Old Russian Soldiers

(Spring 1967)


From International Socialism (1st series), No.31,Winter 1967/68, p.38.
Transcribed & marked up by Einde O’ Callaghan for the Encyclopaedia of Trotskyism On-Line (ETOL).


Soviet Ideology Today
Gustav A. Wetter
Heinemann, 35s

Old soldiers never die; they only fade away, and the same is true of ideologies. They are not ‘confronted’ by the ‘facts’ or refuted by new clever people who have discovered the truth, they merely become curiously irrelevant, inappropriate, so that former fanatics wonder how they could ever have believed such gibberish. The essential change is not one which takes place in the intellectual world at all, but rather in the general social environment. Soviet ideology is today fading; it is not meeting valiant critics or responding to the marvellously cunning arguments of capitalism; rather is affluence corroding the philosophy of poverty and industrialisation without even bothering to answer Stalin’s elaborately marshalled arguments.

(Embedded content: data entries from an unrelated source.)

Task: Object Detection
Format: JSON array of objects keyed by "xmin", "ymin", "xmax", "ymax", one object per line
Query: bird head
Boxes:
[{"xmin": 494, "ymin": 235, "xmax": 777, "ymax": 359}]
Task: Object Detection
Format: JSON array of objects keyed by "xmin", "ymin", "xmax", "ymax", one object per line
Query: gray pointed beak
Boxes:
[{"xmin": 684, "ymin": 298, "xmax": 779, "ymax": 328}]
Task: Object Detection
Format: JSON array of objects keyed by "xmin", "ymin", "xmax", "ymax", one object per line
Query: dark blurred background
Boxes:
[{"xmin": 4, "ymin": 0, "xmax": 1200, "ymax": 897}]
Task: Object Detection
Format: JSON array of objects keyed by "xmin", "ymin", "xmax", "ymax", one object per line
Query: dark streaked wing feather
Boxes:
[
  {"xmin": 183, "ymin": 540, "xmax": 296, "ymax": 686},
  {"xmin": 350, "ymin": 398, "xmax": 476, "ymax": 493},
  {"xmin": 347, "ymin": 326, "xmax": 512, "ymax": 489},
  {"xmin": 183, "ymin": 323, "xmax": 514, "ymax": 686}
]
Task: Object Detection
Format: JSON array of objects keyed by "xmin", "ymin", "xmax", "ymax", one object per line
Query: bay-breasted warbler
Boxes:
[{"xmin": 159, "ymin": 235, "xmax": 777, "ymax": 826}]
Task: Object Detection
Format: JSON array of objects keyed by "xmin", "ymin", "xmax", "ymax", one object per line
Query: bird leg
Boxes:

The sign of the evaporation of an ideology is when people start describing it, for until a certain amount evaporates, few people can even see it: it is just common-sense. Professor Wetter is, however, disappointing as an Owl of Minerva, particularly given the quality of his earlier book, Dialectical Materialism. His style is terse and rigorous, and he carefully examines in the most economical manner all the arguments mobilised in the latest Soviet philosophical textbooks, relating these arguments to those used by Marx, Engels and Lenin, and offering a criticism. But this is not an ideology, and is, at best, a most esoteric academic exercise. It leaves out almost entirely the immense contradictory changes that have taken place in ‘Marxism-Leninism,’ the gap between Marx and Kosygin, and, above all, the relationship between the precepts of the ideology and what the Soviet leaders actually do. It is as if someone sought to analyse modern Western ideology by examining popular religious textbooks, noting that both Wilson and Johnson claim to believe in God, that scripture is taught in all schools, that Capitalism has been historically Christian, and so on. The legitimate answer when all the arguments for the existence of God have been mobilised is: So what? Does that explain why Western leaders do what they do?

Without history, without a concrete society, without some explanation of practice, we are left not with an ideology, but with a series of precepts, the determinate meaning of which is scarcely clear until we see how they are used in practice. What Wetter offers are some precepts, taken to be roughly the same as those offered by Marx. A great deal of time is then lost by ‘answering Marx’ with arguments which are rarely new, the real task of delineating ‘Soviet ideology’ being lost on the way. This is a pity for all except those who enjoy philosophic disputation for Its own sake, regardless of the issue. As a whole the book is stimulating, good on the fallacies of a dialectic of nature, on the muddles of Stalinism as a purely intellectual system. But it is poor as a description of a real system of beliefs passionately held by a large number of people over a long period of time, and it offers no explanation at all as to why such a system should exist.